AWS Glue with custom Python libraries
Glue Jobs are an great way to run serverless ETL jobs in AWS. The job runs on PySpark to provide to ability to run jobs in parallel. The base is a just a Python environment. (Glue 0.9 = Python 2, Glue 2.0 and 3.0 are Python 3)
Glue provides a set of pre-installed python packages like boto3, pandas. The full-list can be found at the aws website.
Custom Packages
There are multiple ways to add your down custom packages. The first one is the build-in installer, with the following argument to the job:
--additional-python-modules
= wantedmodule==1.1.1,anothermodule
This will call internally pip install
with the packages as parameter
Advanced options
In situations where you want to use your own pypi.org mirror, or need some specific command-line option from pip.
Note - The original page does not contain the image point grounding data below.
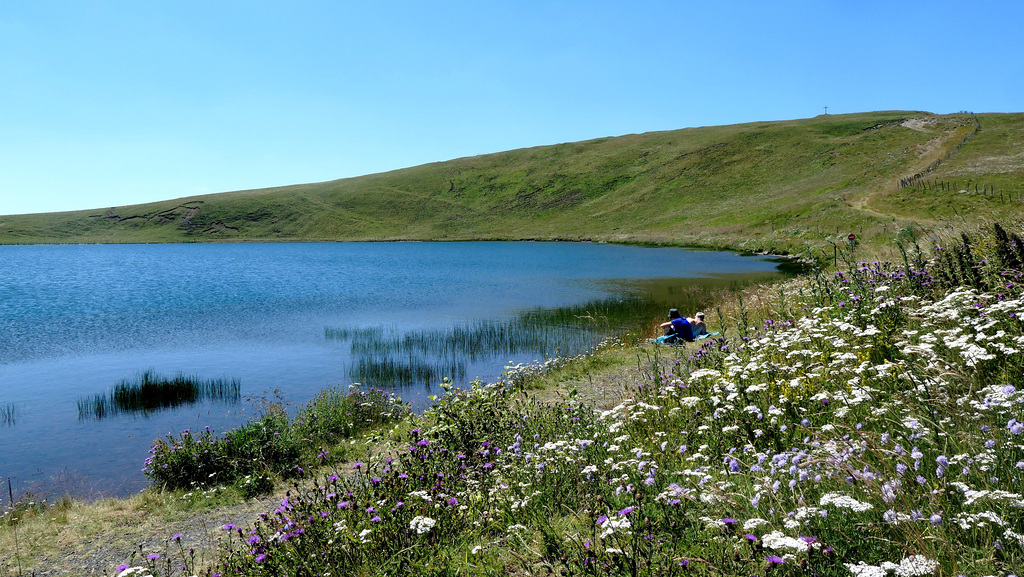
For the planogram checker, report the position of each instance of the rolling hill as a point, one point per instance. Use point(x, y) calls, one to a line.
point(778, 187)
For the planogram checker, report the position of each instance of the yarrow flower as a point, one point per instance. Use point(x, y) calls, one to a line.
point(422, 525)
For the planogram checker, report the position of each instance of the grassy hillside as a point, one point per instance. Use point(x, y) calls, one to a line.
point(767, 186)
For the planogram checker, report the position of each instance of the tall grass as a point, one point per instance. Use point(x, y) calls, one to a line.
point(7, 414)
point(389, 357)
point(273, 445)
point(150, 393)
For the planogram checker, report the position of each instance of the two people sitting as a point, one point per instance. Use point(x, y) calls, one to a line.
point(680, 329)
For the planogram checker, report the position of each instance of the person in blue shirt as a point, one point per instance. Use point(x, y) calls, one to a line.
point(677, 329)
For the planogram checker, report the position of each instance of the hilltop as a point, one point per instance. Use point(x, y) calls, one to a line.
point(779, 187)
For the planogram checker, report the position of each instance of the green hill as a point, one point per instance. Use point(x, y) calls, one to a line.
point(767, 186)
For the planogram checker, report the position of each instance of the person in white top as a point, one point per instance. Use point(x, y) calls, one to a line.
point(697, 325)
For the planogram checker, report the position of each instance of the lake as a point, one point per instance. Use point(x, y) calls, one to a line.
point(75, 321)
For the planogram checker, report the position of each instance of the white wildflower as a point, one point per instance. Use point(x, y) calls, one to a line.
point(422, 524)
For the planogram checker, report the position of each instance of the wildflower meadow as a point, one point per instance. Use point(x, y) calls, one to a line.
point(866, 420)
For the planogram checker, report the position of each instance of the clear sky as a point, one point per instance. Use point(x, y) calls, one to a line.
point(124, 101)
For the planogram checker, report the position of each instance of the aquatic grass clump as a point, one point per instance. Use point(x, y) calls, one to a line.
point(152, 393)
point(385, 370)
point(271, 445)
point(385, 357)
point(7, 414)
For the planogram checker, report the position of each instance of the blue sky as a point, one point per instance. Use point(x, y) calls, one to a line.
point(113, 102)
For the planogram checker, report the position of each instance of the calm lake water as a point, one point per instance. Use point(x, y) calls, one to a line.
point(77, 320)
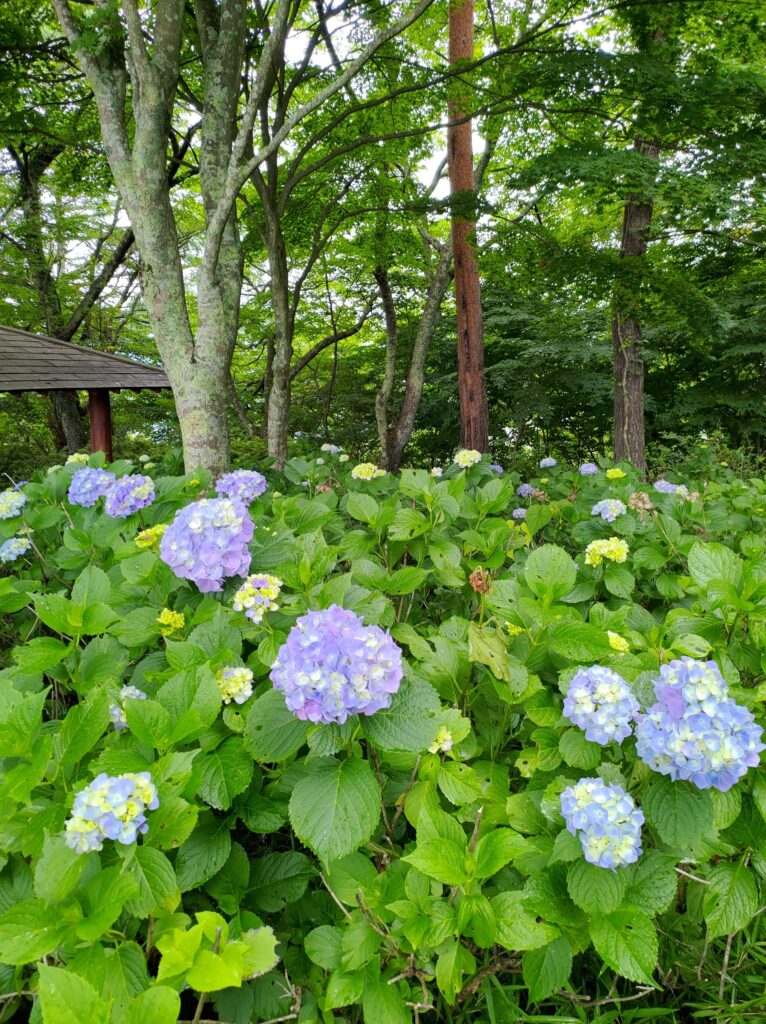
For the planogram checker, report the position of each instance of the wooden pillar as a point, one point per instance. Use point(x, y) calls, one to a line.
point(99, 413)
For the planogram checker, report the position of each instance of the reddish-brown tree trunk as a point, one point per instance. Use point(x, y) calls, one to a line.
point(473, 411)
point(627, 339)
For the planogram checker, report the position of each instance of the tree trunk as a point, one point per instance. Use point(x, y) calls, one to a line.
point(627, 339)
point(473, 409)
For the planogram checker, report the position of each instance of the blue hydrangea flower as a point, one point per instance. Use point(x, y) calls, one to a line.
point(600, 702)
point(695, 731)
point(608, 509)
point(332, 666)
point(88, 485)
point(208, 542)
point(14, 548)
point(117, 711)
point(242, 485)
point(111, 807)
point(11, 503)
point(128, 495)
point(606, 820)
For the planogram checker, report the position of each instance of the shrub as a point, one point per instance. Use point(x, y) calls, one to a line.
point(176, 839)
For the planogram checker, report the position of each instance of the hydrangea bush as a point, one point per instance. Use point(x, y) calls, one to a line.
point(377, 748)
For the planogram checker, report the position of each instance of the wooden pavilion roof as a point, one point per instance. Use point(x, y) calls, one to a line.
point(34, 363)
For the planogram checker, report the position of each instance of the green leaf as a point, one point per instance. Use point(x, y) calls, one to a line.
point(411, 722)
point(29, 931)
point(272, 731)
point(547, 969)
point(680, 812)
point(518, 928)
point(279, 879)
point(550, 572)
point(627, 942)
point(57, 870)
point(336, 808)
point(224, 773)
point(730, 899)
point(68, 998)
point(204, 853)
point(596, 890)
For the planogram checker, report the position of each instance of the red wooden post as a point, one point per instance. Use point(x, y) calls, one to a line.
point(99, 413)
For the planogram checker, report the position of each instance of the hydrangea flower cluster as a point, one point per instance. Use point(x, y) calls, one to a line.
point(600, 702)
point(695, 731)
point(11, 503)
point(208, 541)
point(111, 807)
point(465, 458)
point(367, 471)
point(236, 683)
point(88, 485)
point(613, 549)
point(152, 537)
point(257, 596)
point(332, 666)
point(242, 485)
point(117, 712)
point(608, 509)
point(14, 548)
point(128, 495)
point(606, 820)
point(666, 487)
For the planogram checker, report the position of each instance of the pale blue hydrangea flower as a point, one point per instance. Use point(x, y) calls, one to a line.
point(88, 485)
point(332, 666)
point(600, 702)
point(207, 542)
point(606, 820)
point(242, 485)
point(128, 495)
point(696, 731)
point(117, 712)
point(11, 503)
point(14, 548)
point(111, 807)
point(608, 509)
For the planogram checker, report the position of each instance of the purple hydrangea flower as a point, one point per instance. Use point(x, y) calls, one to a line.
point(696, 731)
point(600, 702)
point(332, 666)
point(88, 485)
point(608, 509)
point(128, 495)
point(208, 542)
point(242, 485)
point(14, 548)
point(606, 819)
point(112, 807)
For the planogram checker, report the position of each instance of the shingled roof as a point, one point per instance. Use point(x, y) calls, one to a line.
point(34, 363)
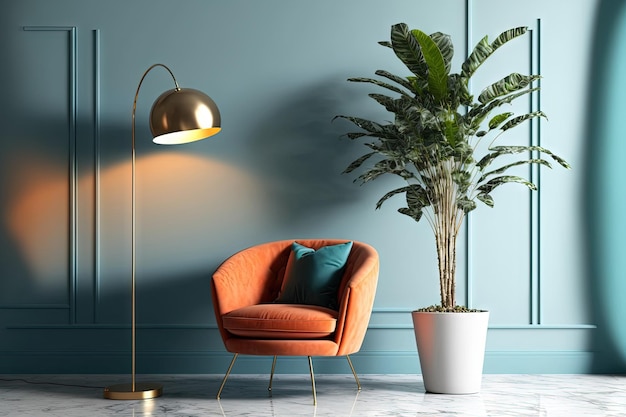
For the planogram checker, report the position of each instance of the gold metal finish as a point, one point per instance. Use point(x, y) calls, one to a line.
point(170, 125)
point(269, 388)
point(312, 380)
point(358, 383)
point(141, 391)
point(272, 375)
point(177, 116)
point(230, 367)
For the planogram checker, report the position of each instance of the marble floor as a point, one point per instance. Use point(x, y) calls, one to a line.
point(337, 396)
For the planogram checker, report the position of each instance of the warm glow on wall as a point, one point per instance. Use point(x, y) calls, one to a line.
point(183, 202)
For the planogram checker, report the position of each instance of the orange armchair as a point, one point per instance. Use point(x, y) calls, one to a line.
point(245, 287)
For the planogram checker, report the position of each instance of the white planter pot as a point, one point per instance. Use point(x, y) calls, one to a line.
point(451, 348)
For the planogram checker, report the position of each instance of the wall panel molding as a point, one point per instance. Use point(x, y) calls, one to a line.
point(72, 171)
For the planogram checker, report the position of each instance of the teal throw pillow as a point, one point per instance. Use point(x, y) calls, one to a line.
point(313, 276)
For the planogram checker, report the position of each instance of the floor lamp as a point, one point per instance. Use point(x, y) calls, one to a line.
point(180, 115)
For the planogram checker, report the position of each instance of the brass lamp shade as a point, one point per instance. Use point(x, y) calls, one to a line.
point(183, 115)
point(180, 115)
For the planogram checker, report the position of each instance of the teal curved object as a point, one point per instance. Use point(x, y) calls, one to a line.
point(605, 193)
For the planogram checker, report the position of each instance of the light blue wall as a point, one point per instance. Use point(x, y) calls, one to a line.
point(277, 70)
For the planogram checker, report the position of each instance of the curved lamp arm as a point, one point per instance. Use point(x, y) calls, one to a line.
point(180, 115)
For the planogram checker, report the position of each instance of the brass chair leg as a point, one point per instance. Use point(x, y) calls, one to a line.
point(230, 367)
point(269, 388)
point(358, 383)
point(312, 381)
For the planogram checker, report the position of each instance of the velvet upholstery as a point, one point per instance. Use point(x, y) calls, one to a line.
point(245, 285)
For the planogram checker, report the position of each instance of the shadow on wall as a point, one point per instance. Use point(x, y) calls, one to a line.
point(302, 153)
point(605, 203)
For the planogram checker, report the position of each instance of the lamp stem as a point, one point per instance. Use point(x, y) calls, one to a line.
point(133, 391)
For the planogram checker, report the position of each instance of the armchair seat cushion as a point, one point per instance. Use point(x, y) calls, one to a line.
point(281, 321)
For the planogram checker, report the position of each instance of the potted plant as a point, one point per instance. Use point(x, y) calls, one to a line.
point(432, 144)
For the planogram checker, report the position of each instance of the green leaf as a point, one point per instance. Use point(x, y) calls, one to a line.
point(378, 83)
point(488, 187)
point(485, 198)
point(358, 162)
point(519, 119)
point(465, 204)
point(498, 119)
point(479, 54)
point(397, 79)
point(514, 164)
point(407, 49)
point(506, 85)
point(498, 151)
point(444, 43)
point(483, 50)
point(437, 74)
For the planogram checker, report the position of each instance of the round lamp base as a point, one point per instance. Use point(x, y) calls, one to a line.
point(142, 391)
There a another argument with little documentation:
--python-modules-installer-option
= --index-url=https://my.local.mirror.com/simple/ --extra-index-url=https://my.local.mirror.com/sdp-python-snapshots/simple/ --trusted-host=my.local.mirror.com
This will use the local repo: my.local.mirror.com. useful in-case of egress limitations
Pre-package
If you want to control the whole process without external services, it’s possible to package all the required dependencies into a zip file and place this on an s3 bucket.
Example to download all the packages and create a modules.zip
requirements.txt
Then provide the following argument to the glue job:
--extra-py-files
= `s3://my-deploy-bucket/python_modules/modules.zip”
The zip file will be extracted in /tmp/modules.zip/
and is available in the python path.
It works file for source packages, but i had an issue loading binary libraries from the /tmp path.